A fairy-enchanted woods outside Athens
Oberon, king of the fairies, and his queen, Titania, are squabbling over possession of her littlest attendant. Oberon sets out to win the argument through a sneaky plan: He sends out his servant Puck, already known as a troublemaker, to find a magical flower. The juice of the flower when dropped on the eyelids during sleep brings love for the first living thing seen when waking. Oberon plans to spite Titania with the drug while she is asleep and unaware.
In the meantime, the happy pair of lovers, Hermia and Lysander, and their unhappy friends, Helena and Demetrius, stray into the forest. Oberon overhears Demetrius reject Helena; and in a moment of compassion for her, he instructs Puck to charm Demetrius into love with Helena by also placing drops of the magic potion on Demetrius’s eyelids.

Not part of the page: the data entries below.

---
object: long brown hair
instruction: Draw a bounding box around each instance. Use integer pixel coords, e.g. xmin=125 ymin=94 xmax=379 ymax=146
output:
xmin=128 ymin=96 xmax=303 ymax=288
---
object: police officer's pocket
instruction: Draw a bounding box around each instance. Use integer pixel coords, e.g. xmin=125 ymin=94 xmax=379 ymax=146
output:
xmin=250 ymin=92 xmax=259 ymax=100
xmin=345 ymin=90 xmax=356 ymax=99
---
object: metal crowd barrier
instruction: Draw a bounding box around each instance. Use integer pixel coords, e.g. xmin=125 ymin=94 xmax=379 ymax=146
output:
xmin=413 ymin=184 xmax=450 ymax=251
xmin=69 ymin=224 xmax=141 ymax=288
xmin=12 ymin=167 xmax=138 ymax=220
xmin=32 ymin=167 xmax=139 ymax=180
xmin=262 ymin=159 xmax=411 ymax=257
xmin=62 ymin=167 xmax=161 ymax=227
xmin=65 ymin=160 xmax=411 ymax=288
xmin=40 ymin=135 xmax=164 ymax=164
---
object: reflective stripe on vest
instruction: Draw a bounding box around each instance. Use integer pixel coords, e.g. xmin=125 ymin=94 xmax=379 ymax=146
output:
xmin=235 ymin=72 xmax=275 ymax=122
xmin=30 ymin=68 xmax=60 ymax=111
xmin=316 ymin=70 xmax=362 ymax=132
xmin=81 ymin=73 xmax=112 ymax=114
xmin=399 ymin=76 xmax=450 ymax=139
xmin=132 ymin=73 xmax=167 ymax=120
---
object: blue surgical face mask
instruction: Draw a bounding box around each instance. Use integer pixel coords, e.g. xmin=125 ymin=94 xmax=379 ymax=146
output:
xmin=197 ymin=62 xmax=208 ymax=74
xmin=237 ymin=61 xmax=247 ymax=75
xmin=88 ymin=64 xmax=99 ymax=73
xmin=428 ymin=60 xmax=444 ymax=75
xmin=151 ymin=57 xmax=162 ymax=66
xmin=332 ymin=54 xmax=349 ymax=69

Puck, for all his cleverness, mistakenly anoints the wrong man: Lysander. When Helena appears, Lysander, under the flower’s magic, at once tells her how much he loves her. An astonished Hermia becomes dismayed when she sees Lysander paying attention only to Helena. Puck manages to complicate things further for the four mortals by also bringing Demetrius under the flower’s spell – to care for Helena, too. Now both in love with Helena, Lysander and Demetrius begin to quarrel over her.
Meanwhile, adding to the chaos in the same forest is a group of tradesman rehearsing a play to celebrate the upcoming wedding of Theseus, Duke of Athens, to Hippolyta, Queen of the Amazons. To heighten his master’s revenge on Titania, the impish Puck separates Bottom, a rather ridiculous and self-assured weaver, from his companions. Puck transforms Bottom’s head into that of a donkey and places him at the feet of the sleeping Titania. When Titania awakens and sees Bottom, she lavishly dotes on the unsuspecting Bottom.
Oberon eventually gets over his anger and decides it is time for all good sport to come to an end. Puck puts right everything that was awry. With all differences resolved, the Duke of Athens proclaims a triple wedding for himself and Hippolyta and for the two couples.
The palace of Theseus, Duke of Athens
The curtain opens on the Duke’s palace with a celebration in honor of the newly married couples. Oberon and Titania are reunited and at peace. Puck sweeps away the remnants of the night’s doings as fireflies twinkle in the night and reclaim the forest.